DTP Boost is a new interactive web-based tool developed by the Modelling and Simulation Hub, Africa (MASHA) at the University of Cape Town in collaboration with AFENET and U.S. CDC with guidance from an expert steering committee. The tool allows users to design vaccination strategies to explore the health impact, budget impact, and cost-effectiveness of introducing DTPCV booster doses in a selected country, focusing primarily on use for low- and middle-income country settings that have not yet introduced DTPCV boosters. Multiple vaccination strategies can be designed, allowing a detailed and interactive exploration of the relative costs and benefits of different numbers of DTPCV booster doses, vaccination coverage levels, introduction approaches (e.g., concurrent, staggered), vaccine formulations and vaccination delivery platforms (e.g., health facility, outreach site, school-based).

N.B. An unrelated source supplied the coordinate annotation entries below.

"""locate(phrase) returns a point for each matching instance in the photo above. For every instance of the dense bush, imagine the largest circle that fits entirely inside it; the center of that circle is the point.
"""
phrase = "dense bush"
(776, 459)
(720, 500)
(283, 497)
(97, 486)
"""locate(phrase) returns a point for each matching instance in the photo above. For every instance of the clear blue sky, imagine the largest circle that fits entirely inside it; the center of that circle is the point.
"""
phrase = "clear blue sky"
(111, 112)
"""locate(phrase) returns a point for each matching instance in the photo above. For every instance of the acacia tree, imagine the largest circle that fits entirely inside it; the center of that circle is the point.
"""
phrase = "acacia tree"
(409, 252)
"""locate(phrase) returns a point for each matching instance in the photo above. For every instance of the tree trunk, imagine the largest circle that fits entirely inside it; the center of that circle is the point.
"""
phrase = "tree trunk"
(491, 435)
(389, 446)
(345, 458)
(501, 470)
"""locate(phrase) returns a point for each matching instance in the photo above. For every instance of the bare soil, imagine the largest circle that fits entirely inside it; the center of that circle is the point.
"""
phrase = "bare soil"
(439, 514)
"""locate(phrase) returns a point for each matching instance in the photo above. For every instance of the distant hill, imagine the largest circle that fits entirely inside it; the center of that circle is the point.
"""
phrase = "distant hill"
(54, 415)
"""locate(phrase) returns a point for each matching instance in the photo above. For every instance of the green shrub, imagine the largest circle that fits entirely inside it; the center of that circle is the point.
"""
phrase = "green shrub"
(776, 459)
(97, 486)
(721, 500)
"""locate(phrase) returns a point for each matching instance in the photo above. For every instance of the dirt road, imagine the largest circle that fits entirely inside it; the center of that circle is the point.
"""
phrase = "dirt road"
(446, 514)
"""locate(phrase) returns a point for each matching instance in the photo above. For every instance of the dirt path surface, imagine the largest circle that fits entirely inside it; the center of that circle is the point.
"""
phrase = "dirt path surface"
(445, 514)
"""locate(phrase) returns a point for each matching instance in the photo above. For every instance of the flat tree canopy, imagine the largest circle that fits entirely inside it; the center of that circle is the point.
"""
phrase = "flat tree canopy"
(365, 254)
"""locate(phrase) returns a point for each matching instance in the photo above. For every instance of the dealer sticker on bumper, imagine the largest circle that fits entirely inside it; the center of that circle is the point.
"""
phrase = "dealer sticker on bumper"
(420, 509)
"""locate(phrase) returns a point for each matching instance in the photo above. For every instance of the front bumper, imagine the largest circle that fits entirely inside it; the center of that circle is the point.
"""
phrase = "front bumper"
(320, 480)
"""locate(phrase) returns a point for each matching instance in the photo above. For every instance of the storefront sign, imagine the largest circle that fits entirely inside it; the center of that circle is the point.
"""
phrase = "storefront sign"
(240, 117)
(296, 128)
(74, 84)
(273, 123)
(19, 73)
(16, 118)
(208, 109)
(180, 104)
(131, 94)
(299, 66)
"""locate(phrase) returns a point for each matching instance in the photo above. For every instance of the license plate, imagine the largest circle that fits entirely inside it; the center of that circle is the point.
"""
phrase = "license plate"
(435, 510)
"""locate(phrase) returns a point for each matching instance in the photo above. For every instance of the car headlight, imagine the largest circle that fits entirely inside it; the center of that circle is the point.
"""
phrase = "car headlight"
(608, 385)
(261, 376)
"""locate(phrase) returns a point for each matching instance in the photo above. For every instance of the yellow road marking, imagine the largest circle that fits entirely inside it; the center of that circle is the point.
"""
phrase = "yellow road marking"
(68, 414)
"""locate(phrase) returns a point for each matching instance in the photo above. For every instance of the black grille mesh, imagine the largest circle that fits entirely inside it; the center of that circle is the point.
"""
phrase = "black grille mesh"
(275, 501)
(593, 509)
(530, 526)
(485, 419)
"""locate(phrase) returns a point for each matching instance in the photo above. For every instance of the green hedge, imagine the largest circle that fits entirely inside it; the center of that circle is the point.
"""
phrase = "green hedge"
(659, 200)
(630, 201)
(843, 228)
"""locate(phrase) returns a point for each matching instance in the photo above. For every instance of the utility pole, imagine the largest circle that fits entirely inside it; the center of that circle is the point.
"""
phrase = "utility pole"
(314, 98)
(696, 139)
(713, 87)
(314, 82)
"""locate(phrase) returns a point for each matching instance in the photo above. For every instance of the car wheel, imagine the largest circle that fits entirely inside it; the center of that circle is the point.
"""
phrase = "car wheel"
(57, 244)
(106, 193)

DTP Boost is powered by an integrated epidemiological and health economic model. Because diphtheria, pertussis and tetanus have fundamentally different disease processes, three semi-independent deterministic age-structured compartmental models have been developed. These three models are linked through vaccination and population dynamics. The models are tailored to the selected country, accounting for differences in existing vaccination schedule, current burden of disease, health systems characteristics, costs of illness and vaccination. The integrated health economic model uses the outputs from each disease model (e.g., numbers of clinical cases, deaths), cases per treatment setting (e.g., outpatient, inpatient), and number of doses of vaccine administered to compute benefits (e.g., cases and deaths averted) and costs (e.g., the financial and economic costs of routine vaccination, new vaccine introduction and costs of illness) for further health economic analysis. A budget impact analysis and separate cost-effectiveness analysis are presented for each vaccination strategy designed by the user. Results are reported in local currency for the selected country as well as US dollars for comparison. The health economic analyses are carried out from the provider perspective.

We will demonstrate the DTP Boost tool then discuss the results and lessons learned from its design and first use.